Supplementary tables of sepsis machine learning
Context: Non-thyroid disease syndrome (NTIS) occurs in various serious illnesses, with sepsis being a common cause. Early identification of NTIS risk in sepsis patients is crucial.
Objective: This study aims to investigate the effectiveness of machine learning algorithms in predicting NTIS occurrence and mortality in sepsis patients.
Methods: Clinical data, including biochemical markers, physiological parameters, and treatment information, were collected from sepsis patients to train and test eight machine learning models: eXtreme Gradient Boosting (XGBoost), generalized linear model (GLM), logistic regression, Poisson regression, random forest, support vector machine (SVM), decision tree, and Lasso regression. The area under the receiver operating characteristic curve (ROC AUC), accuracy, precision, recall, and balanced accuracy were used to assess the accuracy and efficacy of each model.

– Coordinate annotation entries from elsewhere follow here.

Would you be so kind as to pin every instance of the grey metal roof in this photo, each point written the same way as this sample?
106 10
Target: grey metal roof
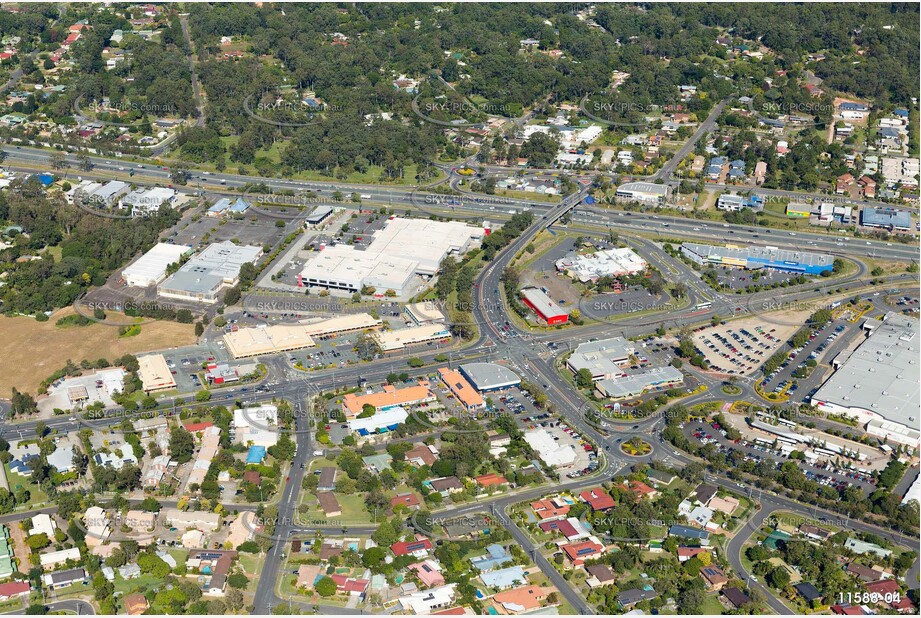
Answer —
758 253
485 376
881 376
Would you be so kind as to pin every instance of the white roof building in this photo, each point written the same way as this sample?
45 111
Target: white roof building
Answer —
56 558
256 425
602 357
391 340
150 268
610 262
43 523
549 450
402 249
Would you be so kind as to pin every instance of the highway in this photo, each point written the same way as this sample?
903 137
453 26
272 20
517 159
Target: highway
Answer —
522 351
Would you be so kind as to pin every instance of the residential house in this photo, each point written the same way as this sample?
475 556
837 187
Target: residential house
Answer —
409 500
598 499
446 485
329 504
504 578
495 557
844 183
424 602
629 598
428 572
550 508
578 553
418 548
62 579
714 577
14 589
809 592
735 597
599 575
525 599
135 604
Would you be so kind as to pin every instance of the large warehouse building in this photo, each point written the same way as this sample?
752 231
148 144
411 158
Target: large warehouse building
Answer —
395 340
255 341
154 373
544 307
636 384
879 380
610 263
150 268
486 377
759 257
647 192
205 275
602 358
402 250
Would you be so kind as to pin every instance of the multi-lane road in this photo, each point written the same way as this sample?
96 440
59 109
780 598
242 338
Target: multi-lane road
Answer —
521 350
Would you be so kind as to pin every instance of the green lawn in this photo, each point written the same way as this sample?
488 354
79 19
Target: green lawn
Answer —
144 582
711 605
36 493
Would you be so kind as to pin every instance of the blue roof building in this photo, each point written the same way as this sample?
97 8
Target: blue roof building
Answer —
495 557
256 454
506 578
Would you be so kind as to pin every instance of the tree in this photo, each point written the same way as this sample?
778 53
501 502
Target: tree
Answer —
181 445
326 587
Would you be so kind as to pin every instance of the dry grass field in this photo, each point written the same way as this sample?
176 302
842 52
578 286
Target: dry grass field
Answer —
31 351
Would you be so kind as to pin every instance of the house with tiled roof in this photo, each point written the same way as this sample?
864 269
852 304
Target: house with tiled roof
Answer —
598 499
419 548
409 500
714 577
520 600
578 553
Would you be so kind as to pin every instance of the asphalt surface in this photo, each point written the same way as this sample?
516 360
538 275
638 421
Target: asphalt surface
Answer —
522 351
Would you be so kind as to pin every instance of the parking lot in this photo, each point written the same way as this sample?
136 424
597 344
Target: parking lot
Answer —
253 228
822 472
740 348
800 368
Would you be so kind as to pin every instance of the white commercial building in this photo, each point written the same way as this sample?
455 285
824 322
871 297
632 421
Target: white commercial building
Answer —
646 192
392 340
879 380
397 253
602 358
256 425
549 450
636 384
154 373
150 268
144 202
610 262
206 274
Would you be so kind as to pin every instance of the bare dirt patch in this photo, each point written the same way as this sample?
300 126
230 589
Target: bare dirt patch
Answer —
31 350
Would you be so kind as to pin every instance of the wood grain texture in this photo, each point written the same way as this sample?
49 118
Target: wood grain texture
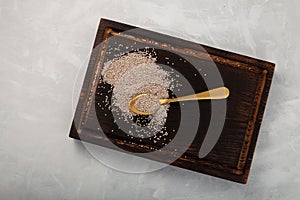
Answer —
249 80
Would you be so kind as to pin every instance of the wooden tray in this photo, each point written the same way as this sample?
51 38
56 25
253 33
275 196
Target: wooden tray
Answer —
249 80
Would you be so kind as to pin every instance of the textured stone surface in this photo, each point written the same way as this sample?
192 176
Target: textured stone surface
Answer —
43 53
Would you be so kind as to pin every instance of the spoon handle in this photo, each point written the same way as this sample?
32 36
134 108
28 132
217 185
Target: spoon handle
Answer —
217 93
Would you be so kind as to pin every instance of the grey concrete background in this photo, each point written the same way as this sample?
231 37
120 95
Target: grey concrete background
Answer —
43 46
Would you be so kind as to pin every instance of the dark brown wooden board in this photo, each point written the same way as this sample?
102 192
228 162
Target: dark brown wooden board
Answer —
249 80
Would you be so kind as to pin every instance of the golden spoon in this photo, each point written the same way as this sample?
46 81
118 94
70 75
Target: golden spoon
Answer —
217 93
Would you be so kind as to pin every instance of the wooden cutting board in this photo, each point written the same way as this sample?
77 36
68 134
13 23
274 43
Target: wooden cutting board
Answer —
249 80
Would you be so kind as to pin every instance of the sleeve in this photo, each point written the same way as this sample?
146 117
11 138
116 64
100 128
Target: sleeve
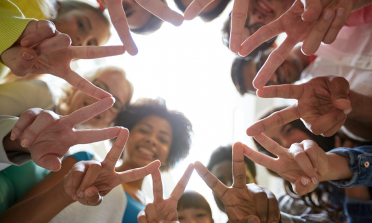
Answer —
12 24
360 160
17 97
13 158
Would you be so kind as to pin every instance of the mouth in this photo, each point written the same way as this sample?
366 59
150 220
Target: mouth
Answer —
263 7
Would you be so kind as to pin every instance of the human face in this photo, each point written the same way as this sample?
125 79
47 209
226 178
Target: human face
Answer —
223 172
150 139
262 12
136 15
193 215
287 73
112 82
207 9
84 27
286 135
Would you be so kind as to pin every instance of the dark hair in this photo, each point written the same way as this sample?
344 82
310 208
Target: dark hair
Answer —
192 199
226 38
223 153
181 126
237 75
65 6
152 25
209 16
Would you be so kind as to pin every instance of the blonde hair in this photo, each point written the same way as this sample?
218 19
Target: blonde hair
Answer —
69 91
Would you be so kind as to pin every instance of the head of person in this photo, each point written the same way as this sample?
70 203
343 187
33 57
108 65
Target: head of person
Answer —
220 165
140 20
226 28
111 79
156 133
86 25
212 11
245 69
192 207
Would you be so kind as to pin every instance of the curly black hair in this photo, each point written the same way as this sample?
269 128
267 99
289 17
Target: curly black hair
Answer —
223 153
209 16
181 126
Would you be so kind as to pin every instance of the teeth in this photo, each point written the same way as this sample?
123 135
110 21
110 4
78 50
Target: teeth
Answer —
146 151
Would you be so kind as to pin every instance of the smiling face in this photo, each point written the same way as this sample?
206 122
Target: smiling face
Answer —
112 82
84 27
136 15
262 12
193 215
287 73
286 135
150 139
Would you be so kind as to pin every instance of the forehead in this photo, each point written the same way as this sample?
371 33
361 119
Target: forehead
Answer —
157 123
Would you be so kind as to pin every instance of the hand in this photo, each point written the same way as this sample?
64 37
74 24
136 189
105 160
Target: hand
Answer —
43 37
119 19
58 64
49 136
322 104
242 202
88 179
164 210
303 164
311 32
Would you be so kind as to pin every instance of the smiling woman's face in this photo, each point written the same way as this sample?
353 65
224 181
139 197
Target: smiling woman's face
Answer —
150 139
262 12
84 27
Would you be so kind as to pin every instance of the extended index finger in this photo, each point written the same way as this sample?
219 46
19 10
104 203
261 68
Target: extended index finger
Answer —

Results: XGBoost showed the highest accuracy and sensitivity in predicting NTIS occurrence and mortality. Lower levels of T3, FT4, kappa/lambda (KAP/LAM) ratio, and anti-thymocyte globulin (ATG) were associated with increased NTIS risk. Mechanical ventilation, age, adrenaline, norepinephrine, lower CD3 counts, and lower fibrinogen (FIB) were indicative of worse outcomes.
Conclusions: Machine learning algorithms, especially XGBoost, effectively predict NTIS occurrence and mortality in sepsis patients. XGBoost outperformed other models in accuracy and sensitivity, highlighting its potential in early identification and risk assessment of NTIS in critically ill patients.